Alih Fungsi Lahan dan Krisis Resapan Air Dinilai Perparah Dampak Banjir di Bekasi

Banjir Bekasi: Alih Fungsi Lahan dan Berkurangnya Resapan Air Jadi Sorotan

Banjir yang melanda Bekasi, Jawa Barat, menjadi perhatian serius pemerintah. Menteri Koordinator Bidang Pangan, Zulkifli Hasan, menyoroti alih fungsi lahan dan menyusutnya daerah resapan air sebagai faktor signifikan yang memperparah dampak bencana tersebut. Penilaian ini disampaikan saat Zulhas meninjau langsung lokasi terdampak banjir di Perumahan Villa Jatirasa, Jatiasih, Bekasi, pada Rabu (19/3/2025).

"Selain curah hujan tinggi yang menjadi penyebab utama, alih fungsi lahan yang tidak terkendali dan berkurangnya zona resapan air secara drastis turut memperparah situasi banjir," tegas Zulhas saat memberikan keterangan pers di lokasi.

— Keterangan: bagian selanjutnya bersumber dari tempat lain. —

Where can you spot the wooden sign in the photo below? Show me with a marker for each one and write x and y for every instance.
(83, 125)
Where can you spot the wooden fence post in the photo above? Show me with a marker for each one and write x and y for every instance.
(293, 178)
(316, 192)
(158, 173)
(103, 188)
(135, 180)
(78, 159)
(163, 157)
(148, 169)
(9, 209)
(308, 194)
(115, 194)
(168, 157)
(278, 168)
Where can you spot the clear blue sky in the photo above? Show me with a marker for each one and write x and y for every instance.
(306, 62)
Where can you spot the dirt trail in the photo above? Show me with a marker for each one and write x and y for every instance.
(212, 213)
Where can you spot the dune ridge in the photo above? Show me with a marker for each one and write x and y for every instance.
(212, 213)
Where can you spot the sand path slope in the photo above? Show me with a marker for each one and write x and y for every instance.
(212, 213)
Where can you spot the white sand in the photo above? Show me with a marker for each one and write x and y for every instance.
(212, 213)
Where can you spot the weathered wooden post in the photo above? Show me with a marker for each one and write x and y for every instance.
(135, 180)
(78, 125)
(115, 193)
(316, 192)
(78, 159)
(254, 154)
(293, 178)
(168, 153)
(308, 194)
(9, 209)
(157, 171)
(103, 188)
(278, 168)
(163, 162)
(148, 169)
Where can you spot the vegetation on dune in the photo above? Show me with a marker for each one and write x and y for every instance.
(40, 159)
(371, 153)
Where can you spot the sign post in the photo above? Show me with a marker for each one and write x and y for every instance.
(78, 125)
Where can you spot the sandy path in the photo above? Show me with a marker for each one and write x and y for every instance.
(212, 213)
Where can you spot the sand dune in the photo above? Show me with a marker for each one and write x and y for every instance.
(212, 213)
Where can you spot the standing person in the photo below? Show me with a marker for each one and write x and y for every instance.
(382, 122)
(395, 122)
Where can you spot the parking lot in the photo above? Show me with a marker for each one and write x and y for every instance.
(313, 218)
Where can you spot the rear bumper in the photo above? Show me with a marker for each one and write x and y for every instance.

Pernyataan tersebut menggarisbawahi pentingnya penataan ruang yang berkelanjutan dan pengelolaan sumber daya air yang lebih baik. Pemerintah pusat dan daerah diharapkan dapat bekerja sama untuk mengatasi akar masalah banjir di Bekasi dan wilayah lain yang rentan terhadap bencana serupa.

Upaya Pemerintah Mengatasi Krisis Banjir

Zulhas mengungkapkan bahwa pemerintah telah menyiapkan sejumlah langkah strategis untuk memperkuat pengelolaan daerah aliran sungai (DAS). Upaya tersebut meliputi penataan kawasan hulu sungai, pencegahan alih fungsi lahan di zona perlindungan, peningkatan resapan air, dan perbaikan sistem pengelolaan sampah secara komprehensif.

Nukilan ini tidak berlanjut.